En directo la banda se reduce a guitarra, bajo y batería. Los arreglos que en Tres acompañan a las canciones desaparecen y, lo que es mejor, en ningún momento se echan en falta. El repertorio tiene como eje fundamental la práctica totalidad del ya mencionado Tres, un par de temas inéditos y, para regocijo de muchos, se recuperan algunas canciones contenidas en sus autoeditados ep´s #1 y #2.

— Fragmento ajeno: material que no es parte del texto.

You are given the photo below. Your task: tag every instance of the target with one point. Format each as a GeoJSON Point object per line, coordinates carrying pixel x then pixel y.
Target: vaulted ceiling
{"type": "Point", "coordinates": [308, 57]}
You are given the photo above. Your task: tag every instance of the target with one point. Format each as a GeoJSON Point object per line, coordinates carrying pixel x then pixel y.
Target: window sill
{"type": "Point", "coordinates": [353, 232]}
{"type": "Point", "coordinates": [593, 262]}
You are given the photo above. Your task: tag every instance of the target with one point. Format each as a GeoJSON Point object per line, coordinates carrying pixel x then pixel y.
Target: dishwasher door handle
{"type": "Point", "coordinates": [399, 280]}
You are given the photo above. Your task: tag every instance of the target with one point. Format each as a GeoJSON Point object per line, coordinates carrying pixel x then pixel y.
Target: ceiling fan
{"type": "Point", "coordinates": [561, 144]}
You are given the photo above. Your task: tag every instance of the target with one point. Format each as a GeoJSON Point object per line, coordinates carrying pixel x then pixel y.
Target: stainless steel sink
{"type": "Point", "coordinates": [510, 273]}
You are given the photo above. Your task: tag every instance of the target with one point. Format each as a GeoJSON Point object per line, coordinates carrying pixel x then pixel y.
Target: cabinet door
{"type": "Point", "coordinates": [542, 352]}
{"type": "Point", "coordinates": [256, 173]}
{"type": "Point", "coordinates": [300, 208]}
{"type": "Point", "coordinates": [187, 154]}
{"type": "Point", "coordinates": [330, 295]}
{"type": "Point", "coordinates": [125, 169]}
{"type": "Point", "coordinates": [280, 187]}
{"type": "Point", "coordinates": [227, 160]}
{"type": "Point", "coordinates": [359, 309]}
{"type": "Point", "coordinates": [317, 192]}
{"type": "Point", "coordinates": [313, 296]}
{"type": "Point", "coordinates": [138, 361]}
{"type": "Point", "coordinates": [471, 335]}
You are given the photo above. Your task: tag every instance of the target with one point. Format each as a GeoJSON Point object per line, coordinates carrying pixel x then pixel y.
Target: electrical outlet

La noche se abrió con la efectiva pareja de “Cen días” y “A bolsa de Tokio”, a partir de aquí se desarrolló un equilibrado y próximo concierto que combinó a la perfección antiguos y nuevos temas. De estos últimos destacar la eficacia, contundencia y pureza power-pop de “Mira por ti”, “Monumentos”, “Calamar” y un asombroso “La colombière”. Sus primeras composiciones mantienen el tipo y piden a gritos ser grabadas de nuevo con mejores medios, “Sandra Dee” y “Non podo mais” mantienen intacto su magnetismo, “Desaparece” no desentonaría lo más mínimo en Tres, tanto de lo mismo le ocurre a la remolona “Amor e non acrobacias”. Para finalizar nada mejor que la ruidosa confesión de “Prende o sol”.
Como ya sabréis toda la discografía de The Homens se puede descargar de manera gratuita desde su página web, pero por favor, no me seáis cutres, compraros el disco y si tenéis la posibilidad de asistir a uno de sus conciertos no lo dudéis ni un minuto.